Rumor has it the National Highway Traffic Safety Administration is about to propose a regulation that would require EDR (event data recorders), more commonly known as black boxes, to be installed in all new light trucks and cars. The EDRs will be similar to those used in aircraft, and will provide essential data in the event of a crash. If upheld, the requirement will go into effect on September 1, 2014.
Most new vehicles already contain event data recorders, with Ford, GM, Mazda, Toyota, and others all including black boxes in all of their vehicles. The recorders aren’t without controversy, however, and neither is this proposed regulation. Critics express privacy concerns and fear the data collected by the black boxes can be misused.
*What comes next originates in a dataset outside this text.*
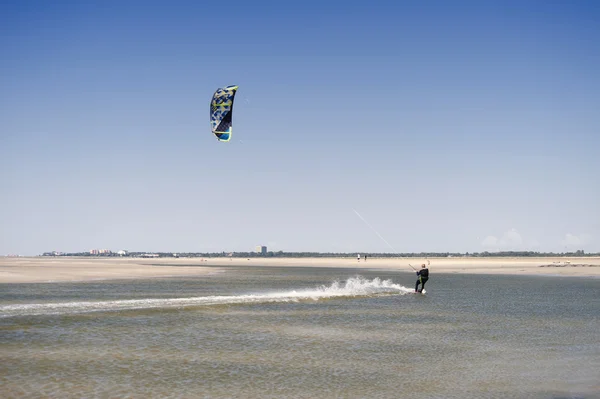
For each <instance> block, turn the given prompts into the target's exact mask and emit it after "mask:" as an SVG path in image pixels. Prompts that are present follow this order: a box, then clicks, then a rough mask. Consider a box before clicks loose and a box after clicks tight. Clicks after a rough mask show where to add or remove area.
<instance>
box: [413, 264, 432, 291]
mask: <svg viewBox="0 0 600 399" xmlns="http://www.w3.org/2000/svg"><path fill="white" fill-rule="evenodd" d="M417 276H419V277H418V278H417V283H416V284H415V292H423V289H424V288H425V283H426V282H427V280H429V269H428V268H427V266H425V263H423V264H422V265H421V270H418V271H417ZM419 284H421V289H420V290H419Z"/></svg>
The Alliance of Automobile Manufacturers’ spokeswoman Gloria Bergquist offered this statement. “Event data recorders help our engineers understand how cars perform in the real world, but looking forward, we need to make sure we preserve privacy. Automakers do not access EDR data without consumer permission, and any government requirements to install EDRs on all vehicles must include steps to protect consumer privacy.”
The Alliance of Automobile Manufacturers is a group composed of Toyota Motor North America, the Volkswagen Group of America, and Mercedes-Benz USA, as well as six other manufacturers. This isn’t the first time we’ve heard about black boxes in cars, however. Back in April, we reported on Senate Bill 1813, which would require all vehicles to have black boxes. In 2006, the NHTSA ruled on a standard for black boxes that went into effect in September on 2013 vehicle models.